$\vec{B}=\nabla \times \vec{A}\tag1$
This is true because at every point $\nabla\cdot\vec{B}=0 \tag2$
In free space points,
$\displaystyle \vec{B}=\dfrac{\mu_0}{4 \pi}\int_C \dfrac{I\ dl \times\hat{r}}{r^2}\tag3$
Consequently: $\nabla \cdot\vec{B}=0 \tag2$
At the points on the circuit, there is a singularity and we cannot directly apply equation $(3)$, i.e. Biot Savart law.
So in this case how can $\nabla \cdot\vec{B}=0 $
Edit (My understanding) @ garyp:
$\text{I am a graduate student. So I may seem to be a bit naive. Anyway please tell whether}\\ \text{I am understanding in the right way.}$
Here I am not considering the circuit as three dimensional.
By considering it as one dimensional, the (closed) circuit becomes equivalent to a magnetic dipole layer of infinitesimal thickness.
By using inverse square law of magnetic poles, we can find magnetic field (intensity) at any point outside the magnetic dipole layer (even at points infinitely close to the dipole layer). Let's first see the magnetic field due to an element of dipole layer at a point infinitely close to it:
$$\vec{B}=\mu_0\vec{H}= k \ M\ \left[ \dfrac{\hat{r_1}}{r_1^2}-\dfrac{\hat{r_2}}{r_2^2} \right] dS'$$
(where $M$ is magnetic pole density and $S'$ is the surface of magnetic dipole layer)
Now making use of divergence formula in spherical coordinates:
\begin{align} \nabla \cdot \vec{B} &= k \ M\ \left[ \nabla \cdot \dfrac{\hat{r_1}}{r_1^2}-\nabla \cdot \dfrac{\hat{r_2}}{r_2^2} \right]\ dS' \\ & = \lim_{r\to\ 0} k \ M\ \left \{ \left[ \dfrac{1}{r^2} \dfrac{\partial \left( r^2 \dfrac{\hat{r}}{r^2} \right)}{\partial r} \right]_{\text{at }r_1} -\left[ \dfrac{1}{r^2} \dfrac{\partial \left( r^2 \dfrac{\hat{r}}{r^2} \right)}{\partial r} \right]_{\text{at }r_2} \right \} dS' \\ \text{We see the two $r^2$ cancel out} \\ & = \lim_{r\to\ 0} k \ M\ \left[ \left[ \dfrac{1}{r^2} \dfrac{\partial \hat{r}}{\partial r} \right]_{\text{at } r_1} - \left[ \dfrac{1}{r^2} \dfrac{\partial \hat{r}}{\partial r} \right]_{\text{at } r_2} \right] dS'\\ & =0\\ \text{(This is because $\dfrac{\partial \hat{r}}{\partial r}=0$)} \end{align}
Therefore the divergence (at points outside the dipole layer) due to each of the elements of dipole layer is zero. That is, the divergence (at points outside the dipole layer) due to the magnetic dipole layer is zero.
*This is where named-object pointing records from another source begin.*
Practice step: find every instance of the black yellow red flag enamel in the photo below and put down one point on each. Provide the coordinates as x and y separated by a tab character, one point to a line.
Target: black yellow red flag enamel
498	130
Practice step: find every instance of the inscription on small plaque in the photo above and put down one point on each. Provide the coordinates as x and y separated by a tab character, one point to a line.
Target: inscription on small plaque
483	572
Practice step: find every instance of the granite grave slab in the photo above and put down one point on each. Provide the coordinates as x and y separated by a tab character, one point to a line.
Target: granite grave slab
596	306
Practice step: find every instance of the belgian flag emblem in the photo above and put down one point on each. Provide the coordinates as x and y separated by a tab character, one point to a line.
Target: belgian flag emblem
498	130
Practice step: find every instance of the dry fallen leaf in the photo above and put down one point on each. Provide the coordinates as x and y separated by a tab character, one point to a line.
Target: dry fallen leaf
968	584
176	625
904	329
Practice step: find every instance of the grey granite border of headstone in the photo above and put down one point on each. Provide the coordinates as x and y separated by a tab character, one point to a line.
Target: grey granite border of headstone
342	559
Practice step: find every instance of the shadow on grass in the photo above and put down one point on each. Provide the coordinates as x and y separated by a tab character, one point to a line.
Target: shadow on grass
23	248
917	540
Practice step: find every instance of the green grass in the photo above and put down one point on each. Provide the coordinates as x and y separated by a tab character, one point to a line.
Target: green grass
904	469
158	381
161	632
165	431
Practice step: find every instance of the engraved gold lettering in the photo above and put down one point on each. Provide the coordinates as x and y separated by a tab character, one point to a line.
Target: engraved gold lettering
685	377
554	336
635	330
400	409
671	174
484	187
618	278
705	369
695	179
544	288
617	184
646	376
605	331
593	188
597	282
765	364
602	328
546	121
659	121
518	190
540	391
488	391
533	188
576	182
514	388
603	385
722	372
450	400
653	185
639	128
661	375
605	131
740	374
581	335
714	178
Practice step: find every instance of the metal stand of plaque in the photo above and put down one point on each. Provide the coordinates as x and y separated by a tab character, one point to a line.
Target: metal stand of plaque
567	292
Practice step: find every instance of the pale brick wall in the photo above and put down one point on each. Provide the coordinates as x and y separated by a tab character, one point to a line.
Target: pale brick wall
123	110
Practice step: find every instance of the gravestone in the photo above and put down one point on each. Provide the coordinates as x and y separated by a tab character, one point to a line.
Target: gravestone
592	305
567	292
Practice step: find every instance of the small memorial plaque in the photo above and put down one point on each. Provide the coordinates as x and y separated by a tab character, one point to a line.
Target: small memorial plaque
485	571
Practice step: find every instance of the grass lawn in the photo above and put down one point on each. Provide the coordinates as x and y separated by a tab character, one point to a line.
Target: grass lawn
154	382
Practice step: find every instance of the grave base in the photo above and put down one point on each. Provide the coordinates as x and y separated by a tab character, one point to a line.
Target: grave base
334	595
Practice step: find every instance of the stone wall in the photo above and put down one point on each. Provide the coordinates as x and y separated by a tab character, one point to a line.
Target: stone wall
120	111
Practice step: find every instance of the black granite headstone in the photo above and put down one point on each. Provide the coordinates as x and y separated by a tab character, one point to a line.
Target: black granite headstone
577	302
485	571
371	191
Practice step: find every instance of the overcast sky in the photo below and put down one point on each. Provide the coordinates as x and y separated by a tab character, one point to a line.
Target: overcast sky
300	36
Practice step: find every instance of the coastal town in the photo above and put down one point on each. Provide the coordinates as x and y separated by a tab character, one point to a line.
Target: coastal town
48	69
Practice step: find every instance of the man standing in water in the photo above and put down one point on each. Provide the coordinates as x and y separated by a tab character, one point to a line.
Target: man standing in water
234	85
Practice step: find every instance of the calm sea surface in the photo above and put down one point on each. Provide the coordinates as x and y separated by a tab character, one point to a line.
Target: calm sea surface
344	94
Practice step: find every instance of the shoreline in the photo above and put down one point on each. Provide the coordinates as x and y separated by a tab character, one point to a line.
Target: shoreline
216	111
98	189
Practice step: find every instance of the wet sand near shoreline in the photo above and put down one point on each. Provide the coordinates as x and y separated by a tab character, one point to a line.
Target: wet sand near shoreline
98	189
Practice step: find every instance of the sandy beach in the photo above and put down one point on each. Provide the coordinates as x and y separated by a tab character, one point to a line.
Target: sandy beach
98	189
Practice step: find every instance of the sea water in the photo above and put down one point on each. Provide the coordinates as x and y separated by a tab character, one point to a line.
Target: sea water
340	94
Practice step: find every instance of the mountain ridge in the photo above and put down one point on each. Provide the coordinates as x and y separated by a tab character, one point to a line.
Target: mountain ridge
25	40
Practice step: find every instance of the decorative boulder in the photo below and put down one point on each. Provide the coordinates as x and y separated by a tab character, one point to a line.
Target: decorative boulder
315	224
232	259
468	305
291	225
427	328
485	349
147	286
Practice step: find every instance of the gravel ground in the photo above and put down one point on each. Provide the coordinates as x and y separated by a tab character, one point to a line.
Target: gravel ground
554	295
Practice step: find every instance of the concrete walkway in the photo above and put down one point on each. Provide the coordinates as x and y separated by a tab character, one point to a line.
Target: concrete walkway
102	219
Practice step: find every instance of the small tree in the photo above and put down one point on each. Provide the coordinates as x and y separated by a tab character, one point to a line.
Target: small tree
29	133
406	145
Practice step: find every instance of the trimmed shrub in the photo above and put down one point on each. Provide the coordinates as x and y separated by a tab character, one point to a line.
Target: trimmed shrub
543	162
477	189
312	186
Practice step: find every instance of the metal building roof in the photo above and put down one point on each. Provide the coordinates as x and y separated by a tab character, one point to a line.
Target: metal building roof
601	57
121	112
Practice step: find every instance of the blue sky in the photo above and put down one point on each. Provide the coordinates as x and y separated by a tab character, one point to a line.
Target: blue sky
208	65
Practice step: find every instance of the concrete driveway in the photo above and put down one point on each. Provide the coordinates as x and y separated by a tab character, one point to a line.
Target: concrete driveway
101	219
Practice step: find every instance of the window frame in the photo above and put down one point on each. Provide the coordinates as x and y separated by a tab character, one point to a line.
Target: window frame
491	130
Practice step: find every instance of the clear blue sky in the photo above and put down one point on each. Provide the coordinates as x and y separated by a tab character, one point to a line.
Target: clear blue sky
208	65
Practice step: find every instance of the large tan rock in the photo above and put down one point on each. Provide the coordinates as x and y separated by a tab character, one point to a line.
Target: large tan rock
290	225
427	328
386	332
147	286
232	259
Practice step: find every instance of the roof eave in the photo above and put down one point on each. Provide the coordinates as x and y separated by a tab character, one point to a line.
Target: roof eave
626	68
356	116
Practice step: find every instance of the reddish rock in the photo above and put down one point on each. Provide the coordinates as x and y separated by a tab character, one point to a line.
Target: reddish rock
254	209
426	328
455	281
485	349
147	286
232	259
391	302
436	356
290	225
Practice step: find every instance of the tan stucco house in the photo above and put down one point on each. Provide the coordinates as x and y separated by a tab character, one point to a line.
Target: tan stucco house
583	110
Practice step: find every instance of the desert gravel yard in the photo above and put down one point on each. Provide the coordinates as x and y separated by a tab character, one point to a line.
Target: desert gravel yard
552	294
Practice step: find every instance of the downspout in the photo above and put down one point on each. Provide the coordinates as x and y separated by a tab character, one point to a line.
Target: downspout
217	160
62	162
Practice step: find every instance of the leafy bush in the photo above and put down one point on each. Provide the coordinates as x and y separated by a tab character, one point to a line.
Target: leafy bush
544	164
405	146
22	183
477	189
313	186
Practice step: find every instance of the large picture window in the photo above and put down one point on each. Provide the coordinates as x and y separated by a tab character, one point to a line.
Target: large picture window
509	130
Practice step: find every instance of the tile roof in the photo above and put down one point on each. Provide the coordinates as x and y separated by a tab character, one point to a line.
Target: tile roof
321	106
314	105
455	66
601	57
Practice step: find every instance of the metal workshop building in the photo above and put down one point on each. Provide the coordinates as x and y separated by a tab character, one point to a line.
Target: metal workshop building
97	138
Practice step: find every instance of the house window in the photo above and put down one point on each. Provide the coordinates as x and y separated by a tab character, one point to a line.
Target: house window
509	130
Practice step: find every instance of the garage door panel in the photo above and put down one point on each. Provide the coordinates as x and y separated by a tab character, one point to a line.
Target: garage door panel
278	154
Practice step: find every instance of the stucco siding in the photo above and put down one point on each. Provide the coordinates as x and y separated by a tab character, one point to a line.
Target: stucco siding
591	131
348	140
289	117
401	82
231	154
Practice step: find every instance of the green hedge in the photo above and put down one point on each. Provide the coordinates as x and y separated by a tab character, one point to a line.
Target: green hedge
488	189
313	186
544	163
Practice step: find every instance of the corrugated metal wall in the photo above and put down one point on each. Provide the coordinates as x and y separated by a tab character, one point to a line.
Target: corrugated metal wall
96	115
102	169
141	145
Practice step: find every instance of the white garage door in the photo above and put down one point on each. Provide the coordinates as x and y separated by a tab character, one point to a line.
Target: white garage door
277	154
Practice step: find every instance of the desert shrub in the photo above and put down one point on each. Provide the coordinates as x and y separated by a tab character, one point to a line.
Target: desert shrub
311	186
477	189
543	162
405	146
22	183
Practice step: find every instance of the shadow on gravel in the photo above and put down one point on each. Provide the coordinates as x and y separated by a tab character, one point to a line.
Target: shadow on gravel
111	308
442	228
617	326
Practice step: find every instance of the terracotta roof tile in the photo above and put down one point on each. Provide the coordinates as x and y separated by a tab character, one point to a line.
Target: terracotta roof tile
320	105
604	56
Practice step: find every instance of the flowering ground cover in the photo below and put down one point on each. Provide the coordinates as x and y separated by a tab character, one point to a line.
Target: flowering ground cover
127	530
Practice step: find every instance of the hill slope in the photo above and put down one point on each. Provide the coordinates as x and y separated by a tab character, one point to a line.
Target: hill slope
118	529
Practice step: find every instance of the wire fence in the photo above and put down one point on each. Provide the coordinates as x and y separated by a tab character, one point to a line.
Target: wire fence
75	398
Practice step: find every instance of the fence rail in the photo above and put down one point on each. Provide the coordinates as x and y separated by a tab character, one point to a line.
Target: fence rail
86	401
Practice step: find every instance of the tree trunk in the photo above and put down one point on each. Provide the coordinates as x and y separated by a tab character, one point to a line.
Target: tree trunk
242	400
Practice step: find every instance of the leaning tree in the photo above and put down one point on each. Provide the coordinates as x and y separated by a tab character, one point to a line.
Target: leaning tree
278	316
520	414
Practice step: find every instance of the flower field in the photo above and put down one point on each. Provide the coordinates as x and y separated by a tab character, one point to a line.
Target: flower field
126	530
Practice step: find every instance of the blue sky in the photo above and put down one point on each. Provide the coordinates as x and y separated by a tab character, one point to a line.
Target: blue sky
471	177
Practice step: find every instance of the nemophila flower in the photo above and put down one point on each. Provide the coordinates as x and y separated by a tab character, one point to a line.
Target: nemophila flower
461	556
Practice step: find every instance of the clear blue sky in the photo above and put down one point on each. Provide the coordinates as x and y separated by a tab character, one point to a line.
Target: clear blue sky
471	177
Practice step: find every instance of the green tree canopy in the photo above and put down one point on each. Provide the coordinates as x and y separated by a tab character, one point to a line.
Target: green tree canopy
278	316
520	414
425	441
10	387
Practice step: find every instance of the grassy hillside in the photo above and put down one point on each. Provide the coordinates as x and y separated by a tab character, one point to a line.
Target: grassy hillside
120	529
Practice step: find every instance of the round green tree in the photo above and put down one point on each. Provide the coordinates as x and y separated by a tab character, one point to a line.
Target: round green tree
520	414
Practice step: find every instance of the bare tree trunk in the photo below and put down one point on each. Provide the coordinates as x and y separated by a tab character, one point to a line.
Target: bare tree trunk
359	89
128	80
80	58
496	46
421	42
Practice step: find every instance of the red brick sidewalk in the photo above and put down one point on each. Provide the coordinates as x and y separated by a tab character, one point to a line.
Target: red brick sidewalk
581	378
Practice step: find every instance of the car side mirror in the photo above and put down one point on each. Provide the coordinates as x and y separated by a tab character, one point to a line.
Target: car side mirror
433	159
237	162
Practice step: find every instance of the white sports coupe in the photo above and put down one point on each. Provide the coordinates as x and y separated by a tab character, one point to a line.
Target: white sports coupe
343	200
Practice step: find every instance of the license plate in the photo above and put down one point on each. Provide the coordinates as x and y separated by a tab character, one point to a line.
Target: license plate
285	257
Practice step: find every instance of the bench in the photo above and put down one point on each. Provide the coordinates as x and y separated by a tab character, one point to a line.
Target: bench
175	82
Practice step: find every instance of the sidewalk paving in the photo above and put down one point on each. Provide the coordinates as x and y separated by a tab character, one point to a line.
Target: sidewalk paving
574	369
Thus we see that the magnetic field may blow up at points infinitely close to the dipole layer but its divergence will still be zero.
Thus the divergence of magnetic field due to (closed) circuit is zero everywhere except at points on the (closed) circuit. Now comes the key point: Since we know the divergence of magnetic field due to a (closed) circuit, even at points infinitely close to the circuit, is zero we ignore the circuit and say $\nabla \cdot \vec{B}=0$ everywhere on $\mathbb R^3$.